The sculptor replaced the receiver and resumed his task. Twice again he was interrupted, listening to a report from California and to another from New York. He made no notes. He never replied. He merely went on with his seemingly endless task; for he was eternally smearing out the work which he had done, now an ear, now a curve of the brow, and patiently remodeling.

A bell rang, the light went out, and in the darkness that unforgettable, guttural voice spoke:

“Give me the latest report of Harvey Bragg’s reception at the Hollywood Bowl.”

“Last report received,” the Teutonic voice replied, and a cigarette glowed in the darkness, “one hour and seventeen minutes ago. Pacific Coast time: twelve minutes after ten. Audience of twenty thousand people, as earlier reported. Harvey Bragg’s slogan, ‘America for every man—every man for America’ was received without enthusiasm. His assurance, hitherto substantiated, that any reputable citizen who is destitute has only to apply to his office to secure immediate employment, went well. Report of end of speech not yet to hand. No other news from Hollywood Bowl. Report sent in by Number 49.”

A moment of silence followed, silence so complete that the crackling of burning tobacco in an Egyptian cigarette might have been heard.
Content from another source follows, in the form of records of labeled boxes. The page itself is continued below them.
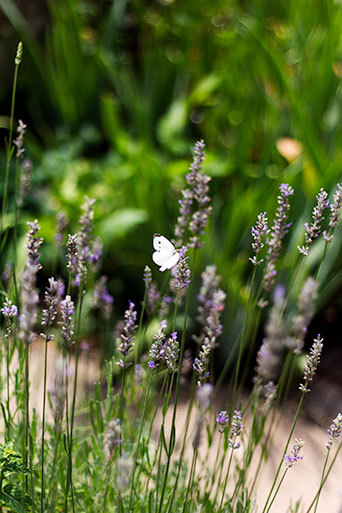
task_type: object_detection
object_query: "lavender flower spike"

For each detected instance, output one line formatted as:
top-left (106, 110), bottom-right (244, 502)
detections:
top-left (117, 301), bottom-right (138, 369)
top-left (299, 335), bottom-right (323, 394)
top-left (250, 212), bottom-right (270, 266)
top-left (325, 413), bottom-right (342, 451)
top-left (170, 246), bottom-right (190, 292)
top-left (263, 183), bottom-right (294, 290)
top-left (175, 141), bottom-right (211, 248)
top-left (42, 278), bottom-right (59, 342)
top-left (298, 188), bottom-right (329, 256)
top-left (1, 297), bottom-right (18, 317)
top-left (61, 296), bottom-right (75, 348)
top-left (284, 438), bottom-right (305, 469)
“The report of Number 12,” said the guttural voice, “is overdue.”

“I received a report from Number 12—” he glanced at an electric clock upon the table—“at 2.05 A.M.”

Whereupon, word for word, this man of phenomenal memory repeated the message received from Base 8 exactly as it had been delivered.

A dim bell rang and the room became lighted again. The sculptor picked up a modeling tool.